Readers Views: Who Keeps the Cash Left Behind in a Home?

What happens when home sellers leave behind possessions, or even cash? Should buyers keep their findings or return it to the sellers? 

A discovery of $500,000 in cash and gold by Alberta homebuyers as they renovated their house in 2017. (Read more about the case here).

A court case about who owns those funds is ongoing and I have yet to hear back from the lawyers involved about whether the case has been settled or is going to trial.

Many readers had opinions about who should get the money and posted comments online at thestar.com, on Facebook lawyer blogs and also sent me emails.

The responses were neatly divided into three categories: 1) the sellers get the money; 2) the buyers get the money (finders’ keepers); 3) and it should be divided equally.

JN posted at thestar.com that for the new owners to keep it is “immoral.” Peter responded: “No one leaves $500,000 behind, intentionally.” Daniel commented: “The new owners, absolutely.”

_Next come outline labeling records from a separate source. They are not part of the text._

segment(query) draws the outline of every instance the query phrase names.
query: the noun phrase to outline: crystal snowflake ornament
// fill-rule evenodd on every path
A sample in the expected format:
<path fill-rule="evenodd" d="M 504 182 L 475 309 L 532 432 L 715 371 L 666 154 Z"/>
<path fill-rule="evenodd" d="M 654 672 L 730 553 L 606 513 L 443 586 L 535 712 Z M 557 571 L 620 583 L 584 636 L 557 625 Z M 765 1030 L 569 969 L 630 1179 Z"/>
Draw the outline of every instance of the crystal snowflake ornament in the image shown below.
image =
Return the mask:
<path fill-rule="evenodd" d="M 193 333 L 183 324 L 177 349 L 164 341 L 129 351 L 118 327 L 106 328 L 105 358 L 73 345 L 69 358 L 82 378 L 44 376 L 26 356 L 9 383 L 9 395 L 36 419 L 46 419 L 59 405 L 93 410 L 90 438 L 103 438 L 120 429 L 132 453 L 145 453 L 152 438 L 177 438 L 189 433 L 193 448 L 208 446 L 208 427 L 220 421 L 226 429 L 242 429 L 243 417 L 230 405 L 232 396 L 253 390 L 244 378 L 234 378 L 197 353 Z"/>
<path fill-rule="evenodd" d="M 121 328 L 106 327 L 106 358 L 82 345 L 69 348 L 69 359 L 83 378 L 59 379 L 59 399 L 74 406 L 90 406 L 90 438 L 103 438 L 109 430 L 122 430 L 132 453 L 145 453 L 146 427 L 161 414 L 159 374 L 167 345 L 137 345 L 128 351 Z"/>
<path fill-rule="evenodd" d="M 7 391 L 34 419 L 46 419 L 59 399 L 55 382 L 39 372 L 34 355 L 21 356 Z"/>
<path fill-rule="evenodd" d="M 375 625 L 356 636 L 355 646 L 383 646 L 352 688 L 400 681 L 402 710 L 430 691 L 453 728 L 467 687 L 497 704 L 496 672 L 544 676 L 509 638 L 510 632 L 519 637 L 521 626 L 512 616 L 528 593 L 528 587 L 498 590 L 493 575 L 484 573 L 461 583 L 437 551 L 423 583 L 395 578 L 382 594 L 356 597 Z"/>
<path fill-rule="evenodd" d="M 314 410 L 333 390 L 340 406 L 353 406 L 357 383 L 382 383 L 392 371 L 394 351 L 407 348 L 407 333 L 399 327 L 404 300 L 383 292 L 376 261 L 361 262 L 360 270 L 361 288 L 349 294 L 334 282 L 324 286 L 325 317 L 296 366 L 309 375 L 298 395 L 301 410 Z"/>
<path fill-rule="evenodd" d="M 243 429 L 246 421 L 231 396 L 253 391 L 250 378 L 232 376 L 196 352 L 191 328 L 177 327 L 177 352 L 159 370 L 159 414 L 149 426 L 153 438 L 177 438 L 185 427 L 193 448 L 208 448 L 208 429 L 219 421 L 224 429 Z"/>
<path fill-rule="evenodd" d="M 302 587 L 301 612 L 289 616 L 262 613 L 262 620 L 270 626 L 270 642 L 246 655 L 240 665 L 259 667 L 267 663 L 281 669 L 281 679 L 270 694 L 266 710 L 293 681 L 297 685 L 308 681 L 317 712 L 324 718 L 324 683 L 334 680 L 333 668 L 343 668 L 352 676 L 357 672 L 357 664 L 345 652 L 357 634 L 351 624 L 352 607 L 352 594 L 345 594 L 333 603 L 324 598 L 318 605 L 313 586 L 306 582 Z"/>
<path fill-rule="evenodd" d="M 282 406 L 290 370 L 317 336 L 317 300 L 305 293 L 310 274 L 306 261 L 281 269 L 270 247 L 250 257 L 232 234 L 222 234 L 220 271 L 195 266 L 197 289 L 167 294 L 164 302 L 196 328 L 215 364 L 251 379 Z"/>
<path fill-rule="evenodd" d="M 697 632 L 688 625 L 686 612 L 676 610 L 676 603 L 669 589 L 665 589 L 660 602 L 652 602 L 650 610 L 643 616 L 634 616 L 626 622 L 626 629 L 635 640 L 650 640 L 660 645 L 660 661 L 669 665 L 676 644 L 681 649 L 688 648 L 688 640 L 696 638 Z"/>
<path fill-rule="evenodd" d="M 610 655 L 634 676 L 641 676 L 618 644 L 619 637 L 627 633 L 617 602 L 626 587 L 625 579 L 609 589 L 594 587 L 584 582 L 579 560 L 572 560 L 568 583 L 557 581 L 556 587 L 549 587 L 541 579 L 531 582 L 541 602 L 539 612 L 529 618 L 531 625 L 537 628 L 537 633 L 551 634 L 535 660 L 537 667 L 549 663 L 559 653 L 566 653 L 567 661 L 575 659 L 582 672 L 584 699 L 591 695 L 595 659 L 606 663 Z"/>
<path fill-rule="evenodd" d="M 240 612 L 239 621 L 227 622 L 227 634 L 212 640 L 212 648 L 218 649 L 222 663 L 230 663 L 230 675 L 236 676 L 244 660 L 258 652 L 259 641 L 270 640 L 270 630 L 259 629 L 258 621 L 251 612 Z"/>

David suggested that the new owners should not have tried to deposit the money into a bank account all at once, but carefully put it in small deposits in many bank accounts. “They should have been smarter in what to do with the found cash.”

The Alberta discovery is only the most recent case about money being found by purchasers in their new homes.

In June of 1997, 85-year-old Jean Weitzner sold her house on Jarvis St., in Stratford. She and her late husband Harry had lived there for 38 years. Harry had operated a scrapyard on the site. The buyers were Wilbert and Jean Herman, who paid $163,500 for the property.

Shortly after the purchase, the Hermans hired Cornelius Gansevles to demolish the house. During the demolition, a fire extinguisher rolled out of a crawl space. It contained silver coins and $130,000 worth of old $50 and $100 bills in mildewed bundles of $5,000 each.

Neither Weitzner nor the Hermans knew about the hidden money when they signed the agreement of purchase and sale.

The Hermans tried to keep the find quiet but it wasn’t long before Jean Weitzner found out about it at a local beauty salon, apparently the clearinghouse for local gossip. Soon the seller, the buyers and the contractor were suing each other to claim the money.

The Hermans argued finders’ keepers, but Justice Dougald McDermid awarded all of the money to Weitzner, saying there was no agreement that ownership of the money was transferred along with ownership of the house and its contents. He also tossed out the contractor’s claim for salvage rights.

There was no word on what happened to the fire extinguisher.

Another interesting case took place in the fall of 2005 when a couple bought a house in Trois-Rivières, Que. The seller was a bank which had repossessed it from the former owner, Marc-André Hinse, the alleged head of the Hell’s Angels motorcycle gang. Hinse had disappeared the previous year.

When the new owners began renovations, a plastic bag containing $100,000 in $20 bills fell out of a panel in the bathroom ceiling.

The owners turned it over to the police. A court later ruled it was the proceeds of crime and belonged to the government. The owners got nothing for their honesty but I don’t blame them for not wanting to keep the money.

Some years ago, a client of mine gave me a 1940s King George VI $10 bill. He discovered it on top of a furnace pipe in his home and gave it to me, knowing of my interest in numismatics. I still treasure it.